Early Predictive Values for Severe Rhabdomyolysis in Blunt Trauma

Jung Yun Park; Myoung Jun Kim; Jae Gil Lee

doi:10.20408/jti.2018.029

J Trauma Inj > Volume 32(1); 2019 > Article

Park, Kim, and Lee: Early Predictive Values for Severe Rhabdomyolysis in Blunt Trauma

Original Article

Journal of Trauma and Injury 2019; 32(1): 26-31.

Published online: March 31, 2019

DOI: https://doi.org/10.20408/jti.2018.029

Early Predictive Values for Severe Rhabdomyolysis in Blunt Trauma

Jung Yun Park, M.D., Myoung Jun Kim, M.D., Jae Gil Lee, M.D., Ph.D.

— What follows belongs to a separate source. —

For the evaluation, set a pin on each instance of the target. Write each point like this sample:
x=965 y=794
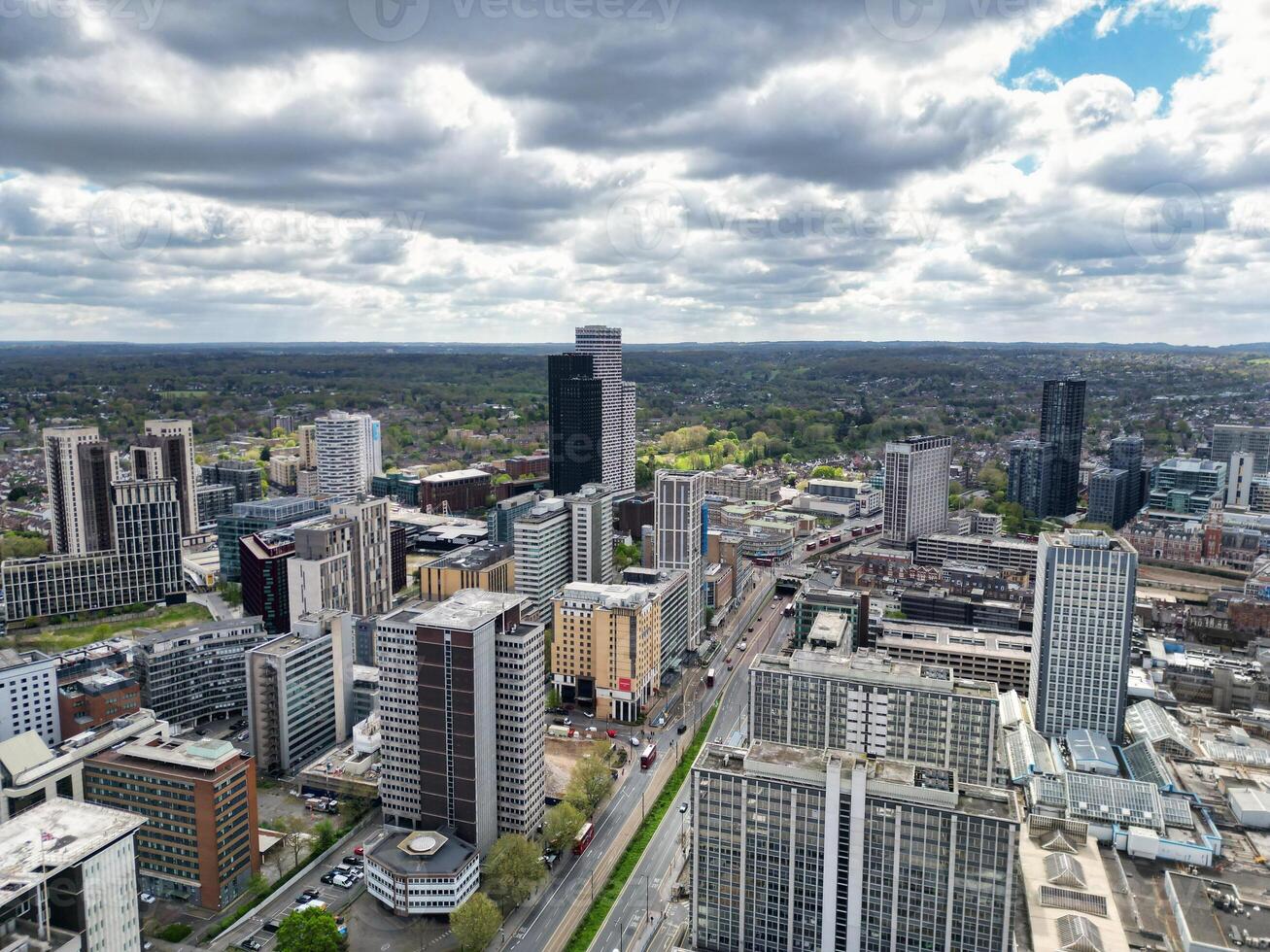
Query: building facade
x=1082 y=631
x=916 y=495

Department of Surgery, Yonsei University College of Medicine, Seoul, Korea

Correspondence to: Jae Gil Lee, M.D., Ph.D. Department of Surgery, Yonsei University College of Medicine, 50-1 Yonsei-ro, Seodaemun-gu, Seoul 03722, Korea,
Tel: +82-2-2228-2127, Fax: +82-2-313-8289, E-mail: jakii@yuhs.ac

Received: July 23, 2018 Revised: September 20, 2018 Accepted: October 01, 2018

This is an Open Access article distributed under the terms of the Creative Commons Attribution Non-Commercial License (http://creativecommons.org/licenses/by-nc/4.0/) which permits unrestricted noncommercial use, distribution, and reproduction in any medium, provided the original work is properly cited.

Abstract

Purpose

Rhabdomyolysis (RB) is a syndrome characterized by the decomposition of striated muscles and leakage of their contents into the bloodstream. Acute kidney injury (AKI) is the most significant and serious complication of RB and is a major cause of mortality in patients with RB. Severe RB (creatine kinase [CK] ≥5,000) has been associated with AKI. However, early prediction is difficult because CK can reach peak levels 1–3 days after the trauma. Hence, the aim of our study was to identify predictors of severe RB using initial patient information and parameters.

Methods

We retrospectively analyzed 1,023 blunt trauma patients admitted to a single tertiary hospital between August 2011 and March 2018. Patients with previously diagnosed chronic kidney disease were excluded from the study. RB and severe RB were defined as a CK level ≥1,000 U/L and ≥5,000 U/L, respectively. The diagnosis of AKI was based on RIFLE criteria.

Results

The overall incidence of RB and severe RB was 31.3% (n=320) and 6.2% (n=63), respectively. On multivariable analysis, male sex (odds ratio [OR] 3.78, 95% confidence interval [CI] 1.43 to 10.00), initial base excess (OR 0.85, 95% CI 0.80 to 0.90), initial CK (OR 2.07, 95% CI 1.67 to 2.57), and extremity abbreviated injury scale score (OR 1.78, 95% CI 1.39 to 2.29) were found to predict severe RB. The results of receiver operating characteristic analysis showed that the best cutoff value for the initial serum CK level predictive of severe RB was 1,494 U/L.

Conclusions

Male patients with severe extremity injuries, low base excess, and initial CK level >1,500 U/L should receive vigorous fluid resuscitation.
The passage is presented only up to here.